ÖZHASEKİ'NİN O SÖZLERİNİ HATIRLATTI
Yavaş sözlerini şöyle sürdürdü:
FETÖ'ye yardım ve yataklıktan çoktan yargı önünde olması gereken, teröristi "gerilla" diyerek öven, "Niye öldükleri belli değil" diyerek şehitlerimizin şehadetlerini küçümseyen ve ısrarla mal beyanı vermeyen birisi için Ankara'nın feda edilemeyeceğini en iyi Ankaralılar bilir.

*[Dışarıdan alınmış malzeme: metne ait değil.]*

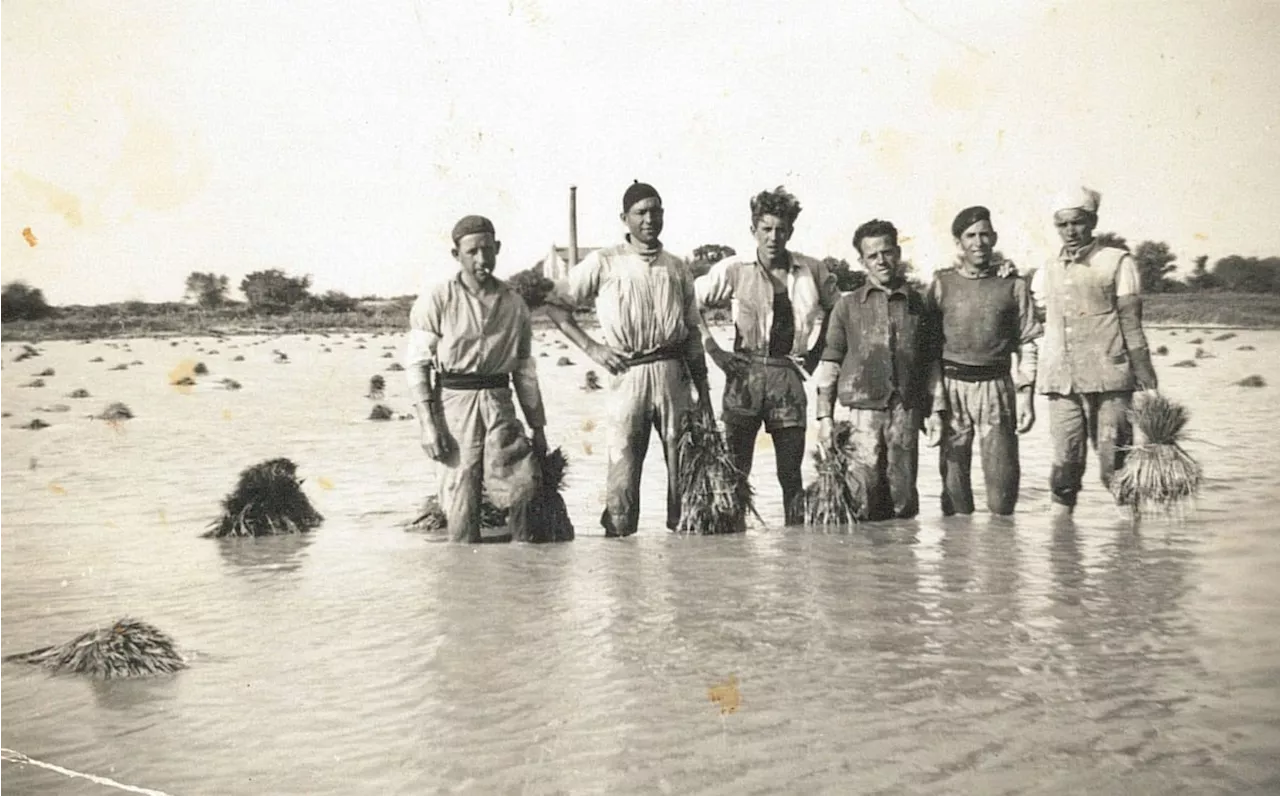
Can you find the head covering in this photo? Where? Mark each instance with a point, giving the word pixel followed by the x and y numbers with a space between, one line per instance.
pixel 967 218
pixel 471 225
pixel 1078 199
pixel 638 192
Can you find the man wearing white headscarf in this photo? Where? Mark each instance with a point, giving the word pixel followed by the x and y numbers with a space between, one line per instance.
pixel 1093 353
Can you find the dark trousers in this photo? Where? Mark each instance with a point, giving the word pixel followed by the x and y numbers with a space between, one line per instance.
pixel 1077 420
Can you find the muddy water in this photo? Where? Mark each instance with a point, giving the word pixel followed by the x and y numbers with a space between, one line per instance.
pixel 976 655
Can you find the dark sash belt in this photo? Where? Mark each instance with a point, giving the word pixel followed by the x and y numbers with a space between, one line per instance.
pixel 974 373
pixel 666 352
pixel 474 382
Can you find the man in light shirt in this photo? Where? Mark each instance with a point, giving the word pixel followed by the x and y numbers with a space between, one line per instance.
pixel 780 300
pixel 469 344
pixel 648 314
pixel 1093 353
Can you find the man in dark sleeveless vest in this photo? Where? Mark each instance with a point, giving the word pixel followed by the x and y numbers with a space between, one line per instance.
pixel 1095 352
pixel 469 344
pixel 780 301
pixel 986 316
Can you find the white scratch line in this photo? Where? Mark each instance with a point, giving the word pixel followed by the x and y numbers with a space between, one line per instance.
pixel 17 756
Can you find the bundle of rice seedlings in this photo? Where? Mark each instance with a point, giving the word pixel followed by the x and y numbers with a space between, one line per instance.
pixel 548 516
pixel 126 649
pixel 839 494
pixel 268 499
pixel 1157 475
pixel 533 287
pixel 115 411
pixel 716 494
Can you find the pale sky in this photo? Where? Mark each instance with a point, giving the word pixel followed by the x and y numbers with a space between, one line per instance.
pixel 141 141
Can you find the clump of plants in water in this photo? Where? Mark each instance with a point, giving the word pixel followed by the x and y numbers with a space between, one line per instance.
pixel 1157 474
pixel 716 494
pixel 839 494
pixel 268 501
pixel 127 649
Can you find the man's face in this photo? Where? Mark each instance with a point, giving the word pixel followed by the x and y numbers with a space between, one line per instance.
pixel 882 260
pixel 771 237
pixel 977 243
pixel 1075 227
pixel 478 255
pixel 644 220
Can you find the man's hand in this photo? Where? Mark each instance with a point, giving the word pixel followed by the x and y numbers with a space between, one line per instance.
pixel 935 425
pixel 730 361
pixel 434 443
pixel 826 428
pixel 1025 411
pixel 607 358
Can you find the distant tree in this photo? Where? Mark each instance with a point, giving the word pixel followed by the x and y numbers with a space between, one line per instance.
pixel 1200 278
pixel 1248 274
pixel 708 255
pixel 273 291
pixel 1110 238
pixel 206 289
pixel 846 278
pixel 1155 262
pixel 21 302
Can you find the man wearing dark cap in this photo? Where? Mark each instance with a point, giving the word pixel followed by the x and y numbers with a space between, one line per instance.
pixel 780 302
pixel 1095 351
pixel 984 312
pixel 469 348
pixel 648 314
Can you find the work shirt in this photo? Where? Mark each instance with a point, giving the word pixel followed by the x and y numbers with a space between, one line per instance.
pixel 1083 348
pixel 744 280
pixel 643 302
pixel 883 343
pixel 984 319
pixel 460 332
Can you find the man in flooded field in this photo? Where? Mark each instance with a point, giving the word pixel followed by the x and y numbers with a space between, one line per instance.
pixel 469 348
pixel 780 300
pixel 1095 352
pixel 880 360
pixel 984 315
pixel 648 314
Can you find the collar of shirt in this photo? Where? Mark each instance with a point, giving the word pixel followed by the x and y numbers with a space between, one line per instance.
pixel 863 292
pixel 1080 256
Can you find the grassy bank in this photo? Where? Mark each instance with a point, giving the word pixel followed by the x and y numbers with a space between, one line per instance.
pixel 1237 310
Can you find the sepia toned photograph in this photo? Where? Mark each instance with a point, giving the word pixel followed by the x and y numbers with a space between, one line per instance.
pixel 556 397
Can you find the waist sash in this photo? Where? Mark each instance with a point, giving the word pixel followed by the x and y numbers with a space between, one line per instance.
pixel 474 382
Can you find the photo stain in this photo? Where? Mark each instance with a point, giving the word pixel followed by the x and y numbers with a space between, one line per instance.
pixel 726 694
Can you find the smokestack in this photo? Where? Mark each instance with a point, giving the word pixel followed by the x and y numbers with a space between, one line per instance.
pixel 572 225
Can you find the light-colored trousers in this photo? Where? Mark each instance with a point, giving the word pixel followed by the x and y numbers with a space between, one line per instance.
pixel 647 397
pixel 490 452
pixel 987 412
pixel 1077 420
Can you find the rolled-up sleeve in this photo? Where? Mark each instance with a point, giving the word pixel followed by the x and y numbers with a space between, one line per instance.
pixel 424 335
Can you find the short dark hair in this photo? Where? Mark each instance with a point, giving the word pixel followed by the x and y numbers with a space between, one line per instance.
pixel 777 202
pixel 876 228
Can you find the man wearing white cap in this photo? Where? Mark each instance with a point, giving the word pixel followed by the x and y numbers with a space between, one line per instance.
pixel 1093 353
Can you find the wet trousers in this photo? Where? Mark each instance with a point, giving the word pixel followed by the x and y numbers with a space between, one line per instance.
pixel 887 443
pixel 1077 420
pixel 647 397
pixel 492 454
pixel 983 411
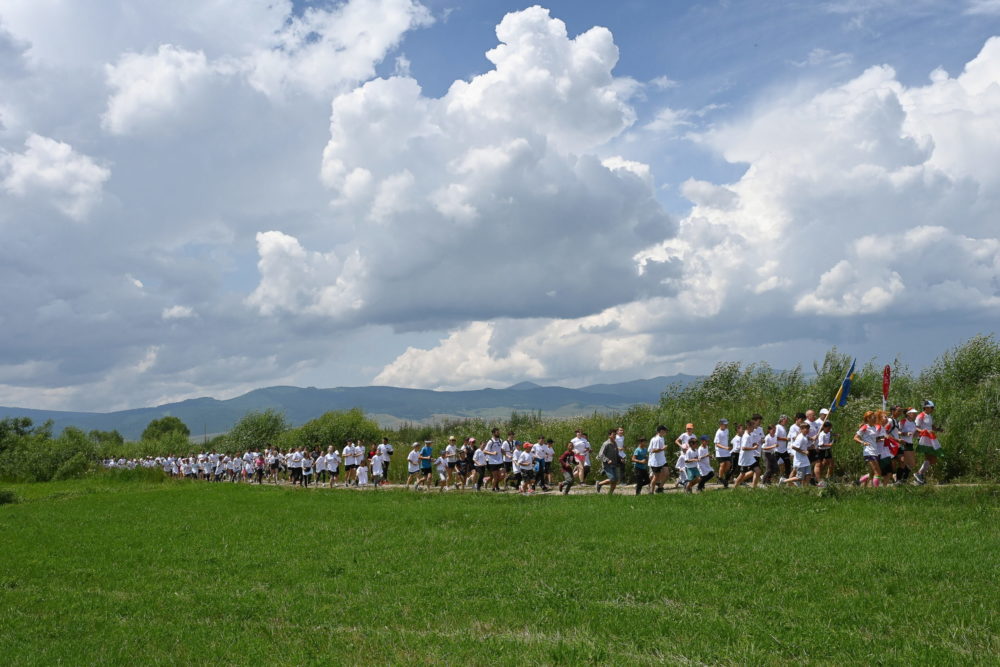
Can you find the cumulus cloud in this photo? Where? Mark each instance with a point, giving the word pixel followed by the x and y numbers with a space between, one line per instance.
pixel 148 87
pixel 865 209
pixel 491 200
pixel 52 171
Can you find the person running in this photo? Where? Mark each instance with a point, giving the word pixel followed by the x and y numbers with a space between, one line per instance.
pixel 451 462
pixel 333 464
pixel 782 457
pixel 538 464
pixel 494 458
pixel 723 451
pixel 868 437
pixel 385 451
pixel 658 458
pixel 608 456
pixel 526 468
pixel 928 444
pixel 692 472
pixel 801 469
pixel 376 465
pixel 907 431
pixel 768 449
pixel 640 463
pixel 307 463
pixel 824 457
pixel 567 461
pixel 479 463
pixel 413 464
pixel 705 472
pixel 426 460
pixel 749 466
pixel 683 439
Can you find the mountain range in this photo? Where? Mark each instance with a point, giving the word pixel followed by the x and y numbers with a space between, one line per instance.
pixel 389 406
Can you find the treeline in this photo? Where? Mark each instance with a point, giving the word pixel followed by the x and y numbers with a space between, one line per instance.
pixel 964 382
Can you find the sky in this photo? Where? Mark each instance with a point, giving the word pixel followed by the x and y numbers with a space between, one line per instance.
pixel 199 199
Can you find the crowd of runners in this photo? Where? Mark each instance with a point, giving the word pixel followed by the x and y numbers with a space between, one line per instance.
pixel 793 451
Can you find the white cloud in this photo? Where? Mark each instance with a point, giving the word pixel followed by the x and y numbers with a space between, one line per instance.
pixel 148 87
pixel 491 199
pixel 52 171
pixel 177 313
pixel 983 7
pixel 867 208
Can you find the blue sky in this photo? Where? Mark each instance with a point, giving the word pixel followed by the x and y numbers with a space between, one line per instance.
pixel 202 199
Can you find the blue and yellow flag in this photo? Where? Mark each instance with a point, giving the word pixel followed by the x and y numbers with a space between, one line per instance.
pixel 845 388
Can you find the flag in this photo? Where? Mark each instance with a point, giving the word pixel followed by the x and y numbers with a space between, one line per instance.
pixel 845 388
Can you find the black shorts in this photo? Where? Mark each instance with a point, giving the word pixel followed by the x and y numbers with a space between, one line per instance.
pixel 885 465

Anket sonuçlarından ve sahada bize gösterilen ilgiden rahatsız olanlar, bütün kutsallarını unutup her türlü ayak oyunu yapacak kadar gözlerini karartmış olabilirler. Bana seçimi kaybettirmek için bir suçlunun sokakta gezmesi hiç vicdanınızı sızlatmayacak mı? Bu çukur siyasetine Ankaralı seçmen gereken cevabı verecektir.